Naturally, there were other reasons why the three men were so pleased and satisfied. By the second or third night, each had succeeded in singling out a favorite model and chatting her up; the fourth model was the cameraman’s girlfriend. Thus, the two twin rooms reserved for the girls went unoccupied every night, but nobody seemed to care. The assistant director and makeup man were a steady gay couple of five years’ standing. The remaining two assistant cameramen both tried to proposition the stylist, who was actually cuter and more photogenic than any of the models, but she wouldn’t let either of these underlings near her. Duly spurned, the two young men withdrew and spent the rest of the two weeks sharing the same room, one snoring, one grinding his teeth, each cursing the other—though secretly they didn’t feel quite so bad because they’d both been rejected equally. Meanwhile, the stylist enjoyed a good sound sleep alone every night, so that by the end of the trip, she looked even more beautiful than any of her model charges.
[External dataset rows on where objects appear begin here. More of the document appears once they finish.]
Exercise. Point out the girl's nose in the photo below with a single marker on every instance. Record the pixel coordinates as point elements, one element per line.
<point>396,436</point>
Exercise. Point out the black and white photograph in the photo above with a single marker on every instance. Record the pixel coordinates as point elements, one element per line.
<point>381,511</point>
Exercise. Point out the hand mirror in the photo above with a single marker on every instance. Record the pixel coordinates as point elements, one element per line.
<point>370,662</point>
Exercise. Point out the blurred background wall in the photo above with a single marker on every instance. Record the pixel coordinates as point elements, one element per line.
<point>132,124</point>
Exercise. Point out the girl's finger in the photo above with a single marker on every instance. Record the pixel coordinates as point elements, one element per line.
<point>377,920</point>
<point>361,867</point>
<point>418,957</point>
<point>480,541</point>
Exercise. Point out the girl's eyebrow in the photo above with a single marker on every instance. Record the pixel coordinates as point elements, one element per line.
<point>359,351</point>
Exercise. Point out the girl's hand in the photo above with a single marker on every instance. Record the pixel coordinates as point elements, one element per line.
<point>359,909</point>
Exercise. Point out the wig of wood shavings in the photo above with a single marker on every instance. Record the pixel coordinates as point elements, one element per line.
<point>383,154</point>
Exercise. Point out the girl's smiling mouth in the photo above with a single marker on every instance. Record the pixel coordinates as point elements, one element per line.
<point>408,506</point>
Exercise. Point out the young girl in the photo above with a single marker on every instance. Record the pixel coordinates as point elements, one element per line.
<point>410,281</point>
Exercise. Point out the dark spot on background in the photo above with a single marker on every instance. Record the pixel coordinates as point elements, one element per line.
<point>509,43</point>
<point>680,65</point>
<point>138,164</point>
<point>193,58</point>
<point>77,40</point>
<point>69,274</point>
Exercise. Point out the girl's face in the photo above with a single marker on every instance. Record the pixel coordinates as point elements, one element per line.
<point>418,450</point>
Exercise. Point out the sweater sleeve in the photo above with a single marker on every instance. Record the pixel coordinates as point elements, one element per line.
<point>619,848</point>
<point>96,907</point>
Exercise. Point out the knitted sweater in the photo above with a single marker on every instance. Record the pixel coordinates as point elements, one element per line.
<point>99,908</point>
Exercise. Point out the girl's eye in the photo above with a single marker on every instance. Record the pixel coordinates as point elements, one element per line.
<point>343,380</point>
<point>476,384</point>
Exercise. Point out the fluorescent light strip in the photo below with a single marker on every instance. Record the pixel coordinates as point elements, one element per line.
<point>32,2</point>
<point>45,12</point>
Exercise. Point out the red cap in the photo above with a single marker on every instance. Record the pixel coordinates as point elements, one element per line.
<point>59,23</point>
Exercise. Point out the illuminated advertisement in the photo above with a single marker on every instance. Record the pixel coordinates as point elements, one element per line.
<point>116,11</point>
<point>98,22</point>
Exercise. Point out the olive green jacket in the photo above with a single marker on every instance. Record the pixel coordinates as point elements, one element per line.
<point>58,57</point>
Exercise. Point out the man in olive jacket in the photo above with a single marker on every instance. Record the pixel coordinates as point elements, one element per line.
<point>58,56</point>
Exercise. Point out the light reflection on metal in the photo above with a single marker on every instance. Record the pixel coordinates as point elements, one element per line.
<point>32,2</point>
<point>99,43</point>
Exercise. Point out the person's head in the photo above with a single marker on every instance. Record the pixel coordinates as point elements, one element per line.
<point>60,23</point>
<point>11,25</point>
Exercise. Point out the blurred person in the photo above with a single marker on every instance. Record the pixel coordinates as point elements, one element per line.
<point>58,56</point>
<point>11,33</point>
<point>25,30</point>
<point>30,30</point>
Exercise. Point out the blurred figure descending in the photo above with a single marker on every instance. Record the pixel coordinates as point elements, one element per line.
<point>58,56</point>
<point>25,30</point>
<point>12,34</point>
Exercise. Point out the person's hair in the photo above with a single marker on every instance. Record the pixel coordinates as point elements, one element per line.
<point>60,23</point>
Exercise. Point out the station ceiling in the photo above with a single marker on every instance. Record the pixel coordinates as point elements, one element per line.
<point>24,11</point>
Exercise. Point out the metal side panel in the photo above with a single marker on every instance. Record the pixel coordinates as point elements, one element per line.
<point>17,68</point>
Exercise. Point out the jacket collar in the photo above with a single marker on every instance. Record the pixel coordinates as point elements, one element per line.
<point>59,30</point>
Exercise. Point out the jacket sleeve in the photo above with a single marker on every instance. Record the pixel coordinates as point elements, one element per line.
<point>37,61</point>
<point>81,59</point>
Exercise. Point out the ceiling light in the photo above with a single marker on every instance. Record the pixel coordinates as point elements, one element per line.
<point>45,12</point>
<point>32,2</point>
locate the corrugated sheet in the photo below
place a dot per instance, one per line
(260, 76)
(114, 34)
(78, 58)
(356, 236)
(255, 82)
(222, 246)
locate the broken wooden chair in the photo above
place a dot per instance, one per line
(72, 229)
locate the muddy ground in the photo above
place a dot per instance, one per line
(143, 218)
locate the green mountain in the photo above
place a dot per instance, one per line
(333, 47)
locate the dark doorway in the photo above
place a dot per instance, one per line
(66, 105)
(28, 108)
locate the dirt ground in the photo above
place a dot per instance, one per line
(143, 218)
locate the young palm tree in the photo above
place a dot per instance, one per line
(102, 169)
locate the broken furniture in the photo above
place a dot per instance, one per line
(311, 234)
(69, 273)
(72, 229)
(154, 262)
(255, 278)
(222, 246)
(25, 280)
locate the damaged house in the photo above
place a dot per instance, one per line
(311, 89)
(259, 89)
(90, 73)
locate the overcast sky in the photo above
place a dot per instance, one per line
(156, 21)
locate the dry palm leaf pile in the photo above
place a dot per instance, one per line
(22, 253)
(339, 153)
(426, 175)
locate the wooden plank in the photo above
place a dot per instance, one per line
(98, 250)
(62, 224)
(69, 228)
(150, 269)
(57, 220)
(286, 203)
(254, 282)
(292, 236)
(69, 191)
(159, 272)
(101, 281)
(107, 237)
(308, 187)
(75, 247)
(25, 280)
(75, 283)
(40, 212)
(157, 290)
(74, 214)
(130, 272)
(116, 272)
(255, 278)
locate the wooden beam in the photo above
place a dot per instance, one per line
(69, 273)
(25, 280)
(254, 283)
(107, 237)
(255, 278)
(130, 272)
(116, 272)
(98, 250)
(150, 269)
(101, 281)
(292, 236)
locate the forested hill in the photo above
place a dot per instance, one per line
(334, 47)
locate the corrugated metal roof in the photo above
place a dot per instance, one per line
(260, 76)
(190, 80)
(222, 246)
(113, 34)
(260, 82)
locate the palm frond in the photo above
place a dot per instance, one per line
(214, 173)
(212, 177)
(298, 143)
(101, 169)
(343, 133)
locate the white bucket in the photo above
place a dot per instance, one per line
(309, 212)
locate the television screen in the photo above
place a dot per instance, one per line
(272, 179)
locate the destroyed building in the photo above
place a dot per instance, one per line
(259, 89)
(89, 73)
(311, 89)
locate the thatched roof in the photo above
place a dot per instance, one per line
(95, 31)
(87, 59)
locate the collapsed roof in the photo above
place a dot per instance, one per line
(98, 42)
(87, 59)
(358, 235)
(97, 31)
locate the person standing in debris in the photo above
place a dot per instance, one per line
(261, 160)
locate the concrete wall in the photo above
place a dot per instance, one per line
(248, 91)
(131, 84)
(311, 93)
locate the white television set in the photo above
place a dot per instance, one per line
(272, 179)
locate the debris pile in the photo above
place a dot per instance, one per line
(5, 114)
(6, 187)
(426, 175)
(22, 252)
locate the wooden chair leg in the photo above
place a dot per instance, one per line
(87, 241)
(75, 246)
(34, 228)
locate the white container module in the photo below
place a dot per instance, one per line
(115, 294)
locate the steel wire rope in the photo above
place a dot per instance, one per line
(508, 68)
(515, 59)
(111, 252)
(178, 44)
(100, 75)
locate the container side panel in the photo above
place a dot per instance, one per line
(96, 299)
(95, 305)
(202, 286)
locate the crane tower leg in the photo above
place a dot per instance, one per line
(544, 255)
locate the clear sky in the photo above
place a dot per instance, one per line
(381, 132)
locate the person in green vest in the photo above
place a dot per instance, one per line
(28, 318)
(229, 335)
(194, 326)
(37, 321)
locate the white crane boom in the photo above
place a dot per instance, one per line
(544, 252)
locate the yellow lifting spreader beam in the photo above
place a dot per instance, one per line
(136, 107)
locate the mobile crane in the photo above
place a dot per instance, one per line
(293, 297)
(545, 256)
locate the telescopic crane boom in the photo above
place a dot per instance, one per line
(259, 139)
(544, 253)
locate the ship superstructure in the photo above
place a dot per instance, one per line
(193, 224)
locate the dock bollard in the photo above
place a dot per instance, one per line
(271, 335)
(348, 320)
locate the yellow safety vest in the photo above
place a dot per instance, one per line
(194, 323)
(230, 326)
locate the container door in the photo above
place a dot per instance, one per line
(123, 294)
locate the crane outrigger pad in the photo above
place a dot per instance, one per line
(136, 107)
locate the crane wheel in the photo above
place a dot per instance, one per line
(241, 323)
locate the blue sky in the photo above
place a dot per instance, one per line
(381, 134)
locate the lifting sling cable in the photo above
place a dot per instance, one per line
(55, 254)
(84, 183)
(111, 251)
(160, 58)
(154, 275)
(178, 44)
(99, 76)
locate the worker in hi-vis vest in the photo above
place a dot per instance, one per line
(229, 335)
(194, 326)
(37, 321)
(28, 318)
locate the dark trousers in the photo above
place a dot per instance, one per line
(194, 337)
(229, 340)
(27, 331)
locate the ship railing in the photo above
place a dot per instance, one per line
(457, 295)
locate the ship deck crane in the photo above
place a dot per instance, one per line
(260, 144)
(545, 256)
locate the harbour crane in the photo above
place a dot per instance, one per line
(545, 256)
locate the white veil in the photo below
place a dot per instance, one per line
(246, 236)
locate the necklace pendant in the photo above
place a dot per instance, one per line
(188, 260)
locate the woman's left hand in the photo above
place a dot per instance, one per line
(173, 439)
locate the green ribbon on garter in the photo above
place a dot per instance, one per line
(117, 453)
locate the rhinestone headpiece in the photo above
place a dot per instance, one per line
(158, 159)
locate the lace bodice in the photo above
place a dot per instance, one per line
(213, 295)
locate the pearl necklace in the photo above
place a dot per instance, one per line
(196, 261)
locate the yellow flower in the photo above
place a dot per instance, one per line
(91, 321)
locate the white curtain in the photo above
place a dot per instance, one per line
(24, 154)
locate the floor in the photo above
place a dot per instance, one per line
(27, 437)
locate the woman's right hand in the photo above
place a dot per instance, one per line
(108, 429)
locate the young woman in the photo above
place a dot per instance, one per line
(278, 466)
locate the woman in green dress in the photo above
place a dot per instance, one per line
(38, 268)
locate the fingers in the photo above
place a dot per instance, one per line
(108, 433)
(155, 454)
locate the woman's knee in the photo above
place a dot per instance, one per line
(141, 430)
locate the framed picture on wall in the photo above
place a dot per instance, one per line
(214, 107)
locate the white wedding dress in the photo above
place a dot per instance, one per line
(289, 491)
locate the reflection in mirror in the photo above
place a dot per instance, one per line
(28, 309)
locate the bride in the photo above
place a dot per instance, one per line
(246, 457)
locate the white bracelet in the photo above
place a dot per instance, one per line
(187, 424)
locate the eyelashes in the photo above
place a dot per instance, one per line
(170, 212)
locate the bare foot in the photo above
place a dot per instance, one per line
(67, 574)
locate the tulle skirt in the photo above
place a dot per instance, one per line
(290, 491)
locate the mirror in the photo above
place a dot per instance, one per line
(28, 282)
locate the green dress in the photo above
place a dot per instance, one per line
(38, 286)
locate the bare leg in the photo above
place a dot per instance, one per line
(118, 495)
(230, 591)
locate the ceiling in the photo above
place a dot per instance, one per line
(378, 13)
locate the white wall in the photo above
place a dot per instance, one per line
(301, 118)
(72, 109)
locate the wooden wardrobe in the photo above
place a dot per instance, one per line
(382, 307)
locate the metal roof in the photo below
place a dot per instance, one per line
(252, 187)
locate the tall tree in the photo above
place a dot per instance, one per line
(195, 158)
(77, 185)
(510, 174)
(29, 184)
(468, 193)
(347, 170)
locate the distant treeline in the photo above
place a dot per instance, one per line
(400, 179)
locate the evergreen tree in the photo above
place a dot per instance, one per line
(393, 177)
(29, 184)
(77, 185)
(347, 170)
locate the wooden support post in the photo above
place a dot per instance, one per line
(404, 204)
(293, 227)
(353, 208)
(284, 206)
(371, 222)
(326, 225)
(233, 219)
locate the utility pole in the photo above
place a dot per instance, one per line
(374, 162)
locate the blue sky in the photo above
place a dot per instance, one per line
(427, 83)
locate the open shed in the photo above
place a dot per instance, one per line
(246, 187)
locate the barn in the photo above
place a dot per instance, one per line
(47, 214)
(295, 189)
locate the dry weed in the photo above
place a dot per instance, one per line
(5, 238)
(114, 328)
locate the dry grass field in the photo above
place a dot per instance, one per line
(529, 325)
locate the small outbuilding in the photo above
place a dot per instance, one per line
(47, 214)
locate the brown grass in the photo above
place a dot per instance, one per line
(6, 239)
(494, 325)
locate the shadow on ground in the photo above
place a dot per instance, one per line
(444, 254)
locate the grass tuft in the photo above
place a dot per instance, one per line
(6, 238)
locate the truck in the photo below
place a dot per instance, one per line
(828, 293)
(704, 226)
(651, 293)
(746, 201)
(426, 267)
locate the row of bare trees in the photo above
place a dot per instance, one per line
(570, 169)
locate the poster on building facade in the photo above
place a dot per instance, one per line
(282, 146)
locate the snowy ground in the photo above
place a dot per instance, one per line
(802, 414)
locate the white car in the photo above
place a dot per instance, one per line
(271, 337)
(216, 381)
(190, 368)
The first three days of shooting, they went by boat around the southern tip of Baltasár Island to Pearl Beach, where they shot at sunset for a dramatic backdrop of brilliant colors shimmering off the surf. A picturesque pair of palm trees further down the beach added just the right accent when floodlit. After that, they did some test shots in the mangroves on Gaspar Island and on the uninhabited islets between the two islands. One day, they went to Uu village, a short drive south of Baltasár City, and enlisted all the local children as extras for a “fun” interlude. Another day, they went to the old Japanese military airfield just north of Colonia Village and shot on the abandoned runway with no sea in sight. Which admittedly was something of a risk in a swimsuit commercial, but the images of bikini babes loitering on an airstrip-to-nowhere turned out so curiously evocative that the director gave the footage his thumbs-up. They could even use these to lay down the main theme and intercut it with different sea shots for balance. Once that was settled, they spent the rest of the time taking pick-up shots at an odd little rock formation inside Saguili Reef to the west of Gaspar. Known as Bird Island, this site afforded a veritable catalog of different land features in miniature—white sand beach, mangrove swamp, tropical jungle, boulder-strewn shingle—all in one convenient spot.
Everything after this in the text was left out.